Nature et montant différents
Si le handicap survient avant 60 ans, la personne peut bénéficier -à vie- de la prestation compensatoire du handicap (PCH). Dans le cas contraire, elle sera éligible seulement à l'Allocation personnalisée d'autonomie (APA), versée aux personnes âgées dépendantes. Or les deux prestations sont d'une nature et d'un montant différents. La PCH permet de financer l'aménagement du logement ou du véhicule, mais aussi une aide humaine à domicile, théoriquement non plafonnée : si une personne très lourdement handicapée doit être aidée 24h/24, la prestation peut atteindre quelque 13 000 euros par mois. L'APA est plafonnée et varie de 672 à 1 737 euros par mois, en fonction du degré de dépendance.
Une société pour tous les âges
Dénonçant une "discrimination", le collectif "une société pour tous les âges" milite pour une "convergence des dispositifs de compensation". La future loi sur la dépendance, que le gouvernement a promise pour 2019, devrait instaurer une "prestation autonomie universelle", plaide ce collectif, qui rassemble des associations de personnes handicapées et des structures d'aide aux personnes âgées. Une telle prestation devrait "couvrir l'ensemble des besoins" de chacun, ce qui est loin d'être le cas aujourd'hui, estime Malika Boubekeur, d'APF France handicap. Handicapés et seniors ont "les mêmes besoins", il est "insupportable" qu'ils soient traités différemment, souligne-t-elle.
Une barrière arbitraire
Pour Romain Gizolme, de l'AD-PA, association de directeurs d'EHPAD, il est incompréhensible que dans les maisons de retraite "on n'emploie jamais le mot 'handicap'". "L'Etat veut nous fait croire qu'il y a d'un côté des personnes en situation de handicap, de l'autre des personnes dépendantes", ironise-t-il. Cette barrière d'âge semble d'autant plus "arbitraire" qu'aujourd'hui "à 65 ou 70 ans on est encore un citoyen actif, inséré dans la vie sociale, et tout l'enjeu c'est de le rester", observe Marie-Anne Montchamp, présidente de la Caisse nationale de solidarité pour l'autonomie (CNSA), qui gère le financement des aides aux personnes handicapées et aux seniors dépendants. Il serait toutefois simpliste de considérer que la PCH est toujours plus favorable que l'APA. La première, contrairement à la deuxième, ne permet pas, par exemple, de financer l'intervention d'une femme de ménage à domicile.

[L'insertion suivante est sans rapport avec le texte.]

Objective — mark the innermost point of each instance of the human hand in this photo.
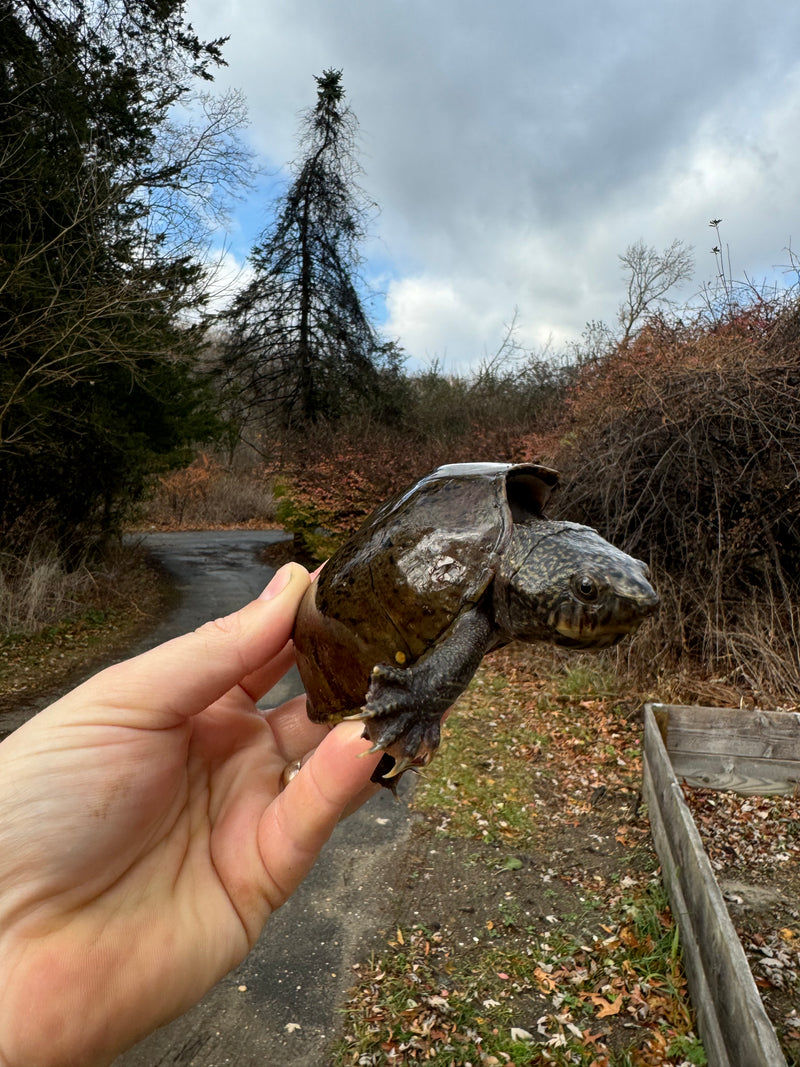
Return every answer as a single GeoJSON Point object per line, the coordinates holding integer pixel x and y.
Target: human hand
{"type": "Point", "coordinates": [146, 834]}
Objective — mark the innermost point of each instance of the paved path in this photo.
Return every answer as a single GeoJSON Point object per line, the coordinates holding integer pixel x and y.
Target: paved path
{"type": "Point", "coordinates": [280, 1006]}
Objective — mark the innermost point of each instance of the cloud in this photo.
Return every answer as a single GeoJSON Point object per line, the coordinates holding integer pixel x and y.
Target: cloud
{"type": "Point", "coordinates": [516, 148]}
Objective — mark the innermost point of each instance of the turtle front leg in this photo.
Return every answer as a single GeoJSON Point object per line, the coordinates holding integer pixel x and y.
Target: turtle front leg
{"type": "Point", "coordinates": [404, 705]}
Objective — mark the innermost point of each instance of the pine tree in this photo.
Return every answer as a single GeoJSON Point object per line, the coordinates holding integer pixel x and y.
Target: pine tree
{"type": "Point", "coordinates": [300, 341]}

Une réforme à 500 millions d'euros ?
Une réforme de la barrière d'âge aurait cependant un coût : jusqu'à 504 millions d'euros par an si la limite était seulement déplacée de 60 à 75 ans, selon l'Inspection générale des affaires sociales. Un montant à comparer aux 7,7 milliards d'euros qu'ont coûtés en 2017 les deux prestations (5,8 milliards pour l'APA et 1,9 pour la PCH). Pour Florence Leduc, de l'Association française des aidants, il ne faut toutefois pas "faire inutilement peur" en "agitant des chiffres". Seul un nombre "infinitésimal" de personnes âgées dépendantes ont besoin d'une assistance 24h/24, et seraient donc éligibles à une aide financière très élevée, selon elle.
Autre barrière à 75 ans
Une autre barrière d'âge, fixée à 75 ans, fait débat : elle concerne des personnes dont le handicap s'est déclaré avant 60 ans, mais qui dans un premier temps n'ont pas demandé à bénéficier de la PCH. Lorsqu'elles la réclament des années après - souvent, au moment où leur conjoint n'est plus en mesure de les aider -, c'est la douche froide : après 75 ans, il est trop tard. En mai 2018, l'Assemblée nationale a voté la suppression de cette autre barrière (article en lien ci-dessous). Mais la mesure n'a pas encore été soumise au Sénat.